Use of multivariate analysis for Improving Feature Selection on Air Pollutants Dataset


Birdal R. G.

International Conference on Recent Academic Studies ICRAS 2023, Konya, Türkiye, 2 - 04 Mayıs 2023, cilt.1, sa.29802075, ss.85, (Özet Bildiri)

  • Yayın Türü: Bildiri / Özet Bildiri
  • Cilt numarası: 1
  • Basıldığı Şehir: Konya
  • Basıldığı Ülke: Türkiye
  • Sayfa Sayıları: ss.85
  • İstanbul Üniversitesi-Cerrahpaşa Adresli: Evet

Özet

 In this study, air quality measurements were obtained from Istanbul Metropolitan Municipality Environment Protection and Control Office, a municipal agency with ten automatic air quality gauge stations that measure air pollution in Istanbul's atmosphere. An 1-hour interval has been used to observe these measurements. The variables utilized in the study are Ozone (μg/m3), Sulfur Dioxide (μg/m3), Nitric Oxide(μg/m3), Nitrogen Dioxide (μg/m3), Dust (μg/m3), Total Hydrocarbon (μg/m3), Outdoor Temperature (°𝐶), Wind Speed (m/s), Solar Irradiance (Hour), Cloudiness(0–10), Pressure (mbar), Relative Humidity (%), Rain (mm).
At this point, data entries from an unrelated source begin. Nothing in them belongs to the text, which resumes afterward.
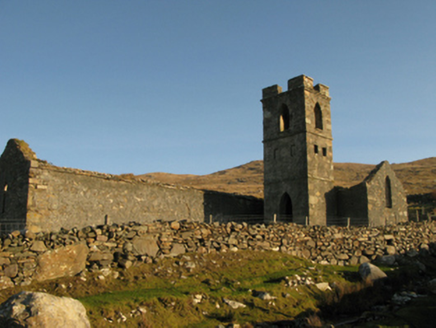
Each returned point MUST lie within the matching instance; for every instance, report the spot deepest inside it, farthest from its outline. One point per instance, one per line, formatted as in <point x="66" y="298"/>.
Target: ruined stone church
<point x="298" y="181"/>
<point x="298" y="164"/>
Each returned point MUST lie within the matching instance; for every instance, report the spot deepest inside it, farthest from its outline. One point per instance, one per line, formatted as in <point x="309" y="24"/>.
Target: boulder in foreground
<point x="41" y="310"/>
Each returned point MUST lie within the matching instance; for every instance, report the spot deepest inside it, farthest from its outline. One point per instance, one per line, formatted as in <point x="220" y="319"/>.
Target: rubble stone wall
<point x="29" y="256"/>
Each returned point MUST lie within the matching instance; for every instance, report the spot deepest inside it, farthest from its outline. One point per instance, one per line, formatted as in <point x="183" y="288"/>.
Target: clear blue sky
<point x="175" y="86"/>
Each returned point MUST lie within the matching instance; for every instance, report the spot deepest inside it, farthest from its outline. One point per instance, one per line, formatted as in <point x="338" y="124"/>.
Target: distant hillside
<point x="418" y="177"/>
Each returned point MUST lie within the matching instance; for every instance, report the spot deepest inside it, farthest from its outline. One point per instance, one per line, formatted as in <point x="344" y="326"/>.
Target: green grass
<point x="166" y="290"/>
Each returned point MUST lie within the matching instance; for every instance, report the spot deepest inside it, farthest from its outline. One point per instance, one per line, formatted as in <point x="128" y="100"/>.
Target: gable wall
<point x="378" y="212"/>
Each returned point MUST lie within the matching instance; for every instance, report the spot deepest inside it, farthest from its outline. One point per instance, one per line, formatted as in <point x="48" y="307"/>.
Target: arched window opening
<point x="286" y="207"/>
<point x="388" y="192"/>
<point x="284" y="118"/>
<point x="318" y="117"/>
<point x="3" y="203"/>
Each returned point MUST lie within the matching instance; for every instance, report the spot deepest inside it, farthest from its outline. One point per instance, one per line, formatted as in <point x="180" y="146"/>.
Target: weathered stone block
<point x="145" y="246"/>
<point x="65" y="261"/>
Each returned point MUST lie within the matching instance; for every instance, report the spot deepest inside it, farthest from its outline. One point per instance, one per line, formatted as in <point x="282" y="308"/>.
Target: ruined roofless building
<point x="298" y="164"/>
<point x="299" y="180"/>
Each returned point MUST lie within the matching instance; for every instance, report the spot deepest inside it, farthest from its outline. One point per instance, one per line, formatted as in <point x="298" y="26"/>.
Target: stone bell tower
<point x="298" y="157"/>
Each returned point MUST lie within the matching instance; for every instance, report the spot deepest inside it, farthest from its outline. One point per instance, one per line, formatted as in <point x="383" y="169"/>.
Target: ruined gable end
<point x="387" y="201"/>
<point x="15" y="163"/>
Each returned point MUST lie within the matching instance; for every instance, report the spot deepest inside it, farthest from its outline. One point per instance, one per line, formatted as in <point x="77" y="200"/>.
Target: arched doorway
<point x="285" y="208"/>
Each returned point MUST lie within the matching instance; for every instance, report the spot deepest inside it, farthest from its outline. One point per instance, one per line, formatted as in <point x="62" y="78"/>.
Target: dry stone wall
<point x="28" y="256"/>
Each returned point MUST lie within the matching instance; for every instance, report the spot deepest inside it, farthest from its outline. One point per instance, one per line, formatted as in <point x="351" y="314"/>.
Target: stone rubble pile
<point x="27" y="256"/>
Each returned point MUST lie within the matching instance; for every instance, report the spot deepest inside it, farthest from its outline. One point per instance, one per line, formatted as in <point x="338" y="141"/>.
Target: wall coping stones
<point x="44" y="256"/>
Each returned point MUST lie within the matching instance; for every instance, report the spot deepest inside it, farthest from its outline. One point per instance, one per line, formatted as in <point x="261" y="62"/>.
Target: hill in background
<point x="418" y="177"/>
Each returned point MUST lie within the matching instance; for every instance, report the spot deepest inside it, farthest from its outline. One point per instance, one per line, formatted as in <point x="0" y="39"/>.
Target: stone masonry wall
<point x="42" y="256"/>
<point x="68" y="198"/>
<point x="378" y="211"/>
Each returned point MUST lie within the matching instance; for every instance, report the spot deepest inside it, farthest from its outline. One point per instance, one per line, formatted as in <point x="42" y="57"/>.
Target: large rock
<point x="40" y="310"/>
<point x="371" y="272"/>
<point x="62" y="262"/>
<point x="145" y="246"/>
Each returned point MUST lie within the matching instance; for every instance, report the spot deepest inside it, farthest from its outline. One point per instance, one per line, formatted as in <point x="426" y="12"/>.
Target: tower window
<point x="3" y="203"/>
<point x="318" y="117"/>
<point x="284" y="118"/>
<point x="388" y="192"/>
<point x="275" y="154"/>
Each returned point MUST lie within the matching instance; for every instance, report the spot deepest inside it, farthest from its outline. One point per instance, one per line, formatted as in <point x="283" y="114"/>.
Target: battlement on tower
<point x="301" y="81"/>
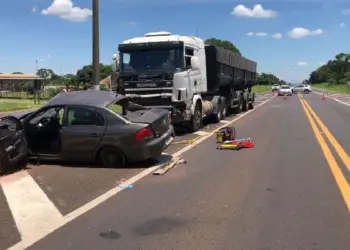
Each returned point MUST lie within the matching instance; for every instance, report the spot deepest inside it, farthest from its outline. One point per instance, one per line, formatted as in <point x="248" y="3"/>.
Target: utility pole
<point x="95" y="45"/>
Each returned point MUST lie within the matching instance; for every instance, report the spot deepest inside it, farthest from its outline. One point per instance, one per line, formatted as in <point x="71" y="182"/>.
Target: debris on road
<point x="225" y="134"/>
<point x="169" y="165"/>
<point x="187" y="141"/>
<point x="120" y="184"/>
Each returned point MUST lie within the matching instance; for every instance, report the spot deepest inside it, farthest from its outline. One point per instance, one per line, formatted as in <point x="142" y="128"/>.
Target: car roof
<point x="86" y="97"/>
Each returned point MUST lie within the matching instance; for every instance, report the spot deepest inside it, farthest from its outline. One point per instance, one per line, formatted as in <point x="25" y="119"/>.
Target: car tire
<point x="112" y="157"/>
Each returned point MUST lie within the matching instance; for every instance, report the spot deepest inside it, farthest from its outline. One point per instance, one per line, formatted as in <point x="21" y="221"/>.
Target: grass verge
<point x="261" y="88"/>
<point x="7" y="105"/>
<point x="340" y="88"/>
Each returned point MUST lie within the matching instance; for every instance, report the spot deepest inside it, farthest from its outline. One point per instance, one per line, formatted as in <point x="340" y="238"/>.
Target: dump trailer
<point x="191" y="79"/>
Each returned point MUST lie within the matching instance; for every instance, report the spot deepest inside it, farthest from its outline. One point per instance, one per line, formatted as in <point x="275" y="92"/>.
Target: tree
<point x="223" y="44"/>
<point x="45" y="73"/>
<point x="334" y="71"/>
<point x="84" y="75"/>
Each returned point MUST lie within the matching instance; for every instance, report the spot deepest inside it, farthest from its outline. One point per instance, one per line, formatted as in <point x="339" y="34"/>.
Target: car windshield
<point x="155" y="60"/>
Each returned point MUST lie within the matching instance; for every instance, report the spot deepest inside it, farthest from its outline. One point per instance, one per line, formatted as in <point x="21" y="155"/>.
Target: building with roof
<point x="17" y="85"/>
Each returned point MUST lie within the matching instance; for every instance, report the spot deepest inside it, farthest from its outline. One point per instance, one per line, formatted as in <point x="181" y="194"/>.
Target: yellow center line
<point x="341" y="181"/>
<point x="338" y="148"/>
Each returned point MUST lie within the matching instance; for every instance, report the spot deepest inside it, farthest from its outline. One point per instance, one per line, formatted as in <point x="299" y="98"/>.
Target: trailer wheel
<point x="196" y="122"/>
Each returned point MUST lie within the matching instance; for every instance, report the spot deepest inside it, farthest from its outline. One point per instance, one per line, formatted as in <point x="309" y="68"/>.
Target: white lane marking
<point x="225" y="121"/>
<point x="337" y="100"/>
<point x="94" y="203"/>
<point x="201" y="133"/>
<point x="33" y="212"/>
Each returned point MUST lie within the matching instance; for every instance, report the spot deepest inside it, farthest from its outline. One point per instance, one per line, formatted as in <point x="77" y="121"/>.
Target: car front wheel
<point x="112" y="157"/>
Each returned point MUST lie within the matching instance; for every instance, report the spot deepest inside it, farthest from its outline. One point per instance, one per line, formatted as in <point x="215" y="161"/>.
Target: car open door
<point x="13" y="145"/>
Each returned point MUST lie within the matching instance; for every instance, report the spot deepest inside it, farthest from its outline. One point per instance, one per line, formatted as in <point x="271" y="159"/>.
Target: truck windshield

In order to capture multivariate correlations between these features of linear values, multivariate groups are formed by combining these features of linear values. This multivariate analysis reveals the importance of variables to capture high-quality multi-features in the predictionn. The analysis shows when 𝑂3, THC, NO features are in the multivariate groups, these features are the best to identify air pollution quality with .7658 accuracy rate. OT, SI, 𝑆𝑂2 comes after with ,7442 accuracy rate. This study shows that by selecting only the most important features, we can reduce the complexity of the model and improve its accuracy and generalization ability. Feature ranking can help us understand the relationships between variables in a dataset and identify patterns or trends that may be important for understanding the data. Feature ranking can also improve the interpretability of machine learning models. Unlike previous studies, multi-feature comparison as a group instead of individual feature comparison contributed to the reduction in data size. There was also a 17% improvement in calculation times which revealed the importance of the study.